There was a new kid in Bly at the time named Joe Schiller. Joe had moved there to live with an uncle. He came from some big city in the mid-west and had a hard time getting used to our small lumbering town ways. He was a really nice kid but we promptly put the moniker on him of “City Slicker”. Joe went right along as we pulled all kinds of tricks on him but he took it all in stride and became fast friends.

Joe went with us many times but on this occasion as Herb and I were waiting behind that dyke, we saw Joe come out from a stand of trees on the adjoining hill. I should mention that Joe had a big time smoking habit and couldn’t go long with out that dratted fag.

Joe was about 1000 yards away from us when he spotted our decoys and thought he had hit the jackpot. He immediately dropped down on his stomach and began to crawl. We couldn’t always see Joe since the grain stubble was pretty high at places, but we tracked his progress by the puffs of smoke that frequently rose into the air as he took another drag on his cigarette. Every so often his head would pop up to make sure the geese were still there.

Herb and I watched him get closer and closer for about 30 minutes. When he got to within about 50 feet he took a final drag on his weed, jumped up, took aim and was ready to fire off a couple of 12 gauge shots. Herb and I jumped up and hollered, “Hey, City”, don’t shoot our decoys.” Joe turned in disgust, threw a few expletives at us and stomped off toward home in a cloud of cigarette smoke.
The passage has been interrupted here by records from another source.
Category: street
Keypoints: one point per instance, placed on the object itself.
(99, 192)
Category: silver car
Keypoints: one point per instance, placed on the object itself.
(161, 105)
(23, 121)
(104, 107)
When we got home and went by Joe’s house, he was sitting there waiting for us. He wasn’t mad but only embarrassed to be caught trying to make a dinner out of our decoys

I can’t remember if we got any geese to come down to our display that day but I know that over the remaining years I lived in Bly, they helped me keep our frozen food locker well stocked. Pop had made a good purchase.

I can envision some time in the Heavenly future, Herb and I may be sitting on a Heavenly cloud with our trusty decoys well placed in front of us. I just hope we don’t see City popping up over another cloud, with his shotgun in hand, waiting to ambush our fake flock.